The Iraqi-Kurdish conceptual artist Hiwa K—a German citizen who often travels to Iraq for his work—says he had his visa application rejected twice ahead of his major solo exhibition, Blind as the Mother Tongue, at the New Museum (2 May-19 August). Iraq was removed from the travel ban list last year following heavy lobbying by its government, and Hiwa K was finally granted a visa on his third submission, but the artist says that the “process was very humiliating and, if it continues like this, no one will be interested in visiting the US”. He adds that he still could not bring some members of his family to the opening, including his sister, who is a Dutch citizen. “Everyone had their application rejected because once upon a time they were an Iraqi person,” Hiwa K says. In the exhibition, the artist has a new site-specific sculpture that deals with colonisation and cultural syncretism, which he hopes will inspire visitors to reflect on the current political climate in the US, where “everyone is an immigrant”, he says.

In January, on the one-year anniversary of Trump signing the first executive order restricting travel from seven mostly Muslim countries, the New York-based Iranian curators Mahya Soltani and Kiana Pirouz organised the exhibition Before We Were Banned, with artists with ties to those countries who now reside in the US. The aim was to “celebrate our culture and channel our frustrations into something positive in the face of the ban”, says Pirouz, a US citizen who was born in Iran and raised in Atlanta, Georgia. Soltani, who was also born in Iran but has UAE citizenship and came to the US on a student visa, is uncertain about her own immigration status. “The Iranian passport is probably the most worthless in the world—you can’t travel anywhere, and any visa process is very tiring, long and intense,” she says.

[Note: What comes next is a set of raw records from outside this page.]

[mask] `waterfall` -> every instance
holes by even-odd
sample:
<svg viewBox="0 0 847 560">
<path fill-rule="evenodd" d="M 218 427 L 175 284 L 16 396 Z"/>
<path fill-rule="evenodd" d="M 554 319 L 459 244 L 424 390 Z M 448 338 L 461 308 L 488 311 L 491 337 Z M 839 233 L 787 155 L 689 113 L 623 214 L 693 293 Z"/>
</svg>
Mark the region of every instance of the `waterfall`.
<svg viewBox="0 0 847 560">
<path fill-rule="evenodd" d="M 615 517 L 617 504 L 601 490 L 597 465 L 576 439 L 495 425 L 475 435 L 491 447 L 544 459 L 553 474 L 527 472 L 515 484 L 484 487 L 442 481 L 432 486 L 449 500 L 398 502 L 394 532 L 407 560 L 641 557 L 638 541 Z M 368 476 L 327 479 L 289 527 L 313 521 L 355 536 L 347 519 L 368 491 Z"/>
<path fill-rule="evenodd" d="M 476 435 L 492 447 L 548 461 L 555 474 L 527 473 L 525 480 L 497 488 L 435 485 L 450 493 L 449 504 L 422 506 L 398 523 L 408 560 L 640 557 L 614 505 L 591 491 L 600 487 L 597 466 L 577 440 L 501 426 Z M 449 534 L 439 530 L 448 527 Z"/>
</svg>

The curators hope to make the exhibition an ongoing project and will next organise it at the East of West Gallery of Santa Fe, New Mexico, this summer (7 July-5 August).

When the initial travel ban took effect last January, the Iran-born artist Amir Fallah, a US citizen since he was four years old, was detained at Newark Airport in New Jersey when he arrived from Israel. “I was interrogated for four hours entering Tel Aviv for an exhibition because my passport says I was born in Iran,” Fallah says. “When I was returning to the US, I thought ‘thank God I don’t have to deal with this bullshit and harassment any more’—then ironically I got detained again.” Fallah says he was held by Homeland Security agents for two hours in a room that he describes as a “colour chart of brown people—all types of brown—and I was just told to sit down and shut up with no explanation before I was released, even though the travel ban shouldn’t apply to me”.

Fallah, who is based in Los Angeles, has a solo show called How Far We’ve Come at the Denny Gallery in New York (11 May-17 June) that features the audio work What It Means To Be American, made up of clips of first-hand immigration stories. “Even though I’ve never made work that was political, since that demoralising experience happened, it’s all that I can think about,” the artist says.

As part of the case now before the Supreme Court, more than 100 major museums and arts institutions across the US have signed an amicus brief challenging the ban. The document argues that the ban has “already caused some of the museums to cancel or postpone planned exhibitions” and that “by limiting the range of artistic expression available in the US, the [ban] will continue to cause substantial and irreparable harm to the [arts organisations] and the American public”. The brief outlines instances where the ban has already caused problems, citing the artist Parviz Tanavoli, a dual citizen of Iran and Canada, who refused to visit his sculpture in New York’s Museum of Modern Art to “avoid the risk of being held and interrogated”.

The Syrian calligrapher Khaled Al-Saa’i teaching a workshop at Swarthmore College, Pennsylvania in 2016 Swarthmore College. Another example given in the brief is the Syrian calligrapher, Khaled Al-Saa’i, who was due to create a mural for the Portland Art Museum’s indoor sculpture court. The project is now in limbo with the museum “concerned about its ability to obtain the proper visas” because of Trump’s order.

Lori Fogarty, the president of the Association of Art Museum Directors, one of the signatories of the brief, says the nebulous nature of the order “clearly shows there was a lack of understanding and detail on the ban. Even if the original intent wasn’t to make cultural exchange impossible or difficult, it’s mind-boggling that the administration didn’t consider the wider-reaching implications of such a ban, not just for the artists and curators, but for the institutions who have international trustees who have or could be forced to withdraw their support.”